Tinnitus can be caused by auditory and nonauditory system disorders. In children with bothersome tinnitus, triggers for tinnitus include hearing loss, jaw misalignment/malocclusion, noise trauma, tension of the neck, and middle ear aeration . Nonauditory system tinnitus can occur after cerebellopontine angle tumor removal and can be gaze-modulated . The loudness of the tinnitus varies by ocular movements. Atrophy of the flocculus on the surgical side has been suggested to modulate tinnitus [15,16]. Functional MRI revealed that tinnitus is associated with activities of the Heschl’s gyrus, angular gyrus, cerebellar, and limbic system . Arachnoid cysts are a benign malformation of the arachnoid layer of the meninges. Surgery is recommended when the arachnoid cyst is associated with hydrocephalus, seizure, increased intracranial pressure, or focal neurologic deficits [18,19]. In the present study, displacement and compression of the vestibulocochlear nerve by a cerebrospinal fluid-filled right arachnoid cyst triggered tinnitus.
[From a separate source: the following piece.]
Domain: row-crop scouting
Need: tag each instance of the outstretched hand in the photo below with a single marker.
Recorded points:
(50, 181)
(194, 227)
Tinnitus and otalgia were completely resolved upon treatment of the arachnoid cyst, confirming its role in the tinnitus experienced by our patient.
The most effective diagnostic and treatment strategies for children with tinnitus have not been established. Clinical practice guidelines for adults with bothersome and persistent tinnitus assist clinicians in managing primary tinnitus . Guidelines recommend obtaining a targeted history and examination at the initial evaluation of tinnitus. Audiologic examination is obtained in the presence of tinnitus, regardless of laterality, duration, or perceived hearing status. Imaging studies of the head and neck are recommended in the presence of unilateral tinnitus, pulsatile tinnitus, focal neurological abnormalities, or asymmetric hearing loss. Imaging studies used for evaluation of the head and neck in patients with tinnitus include computerized tomography angiography of the brain or temporal bone, or MRI angiography of the brain or internal auditory canals. In the present study, a symptom-directed history, physical examination, and hearing test were used to determine the need for imaging. MRI is recommended in the presence of uni-lateral tinnitus present for more than 6 months. The management of tinnitus in our patient was in accordance with clinical practice guidelines recommended for adults with tinnitus. Further studies are needed to establish clinical practice guidelines to manage cases of tinnitus in children.
This case highlights the importance of suspecting identifiable nonauditory system disorders as the cause of tinnitus in children. Thorough analysis of clinical findings and timely use of imaging are critical to prevent delay in diagnosis and treatment of children with bothersome tinnitus caused by rare medical conditions.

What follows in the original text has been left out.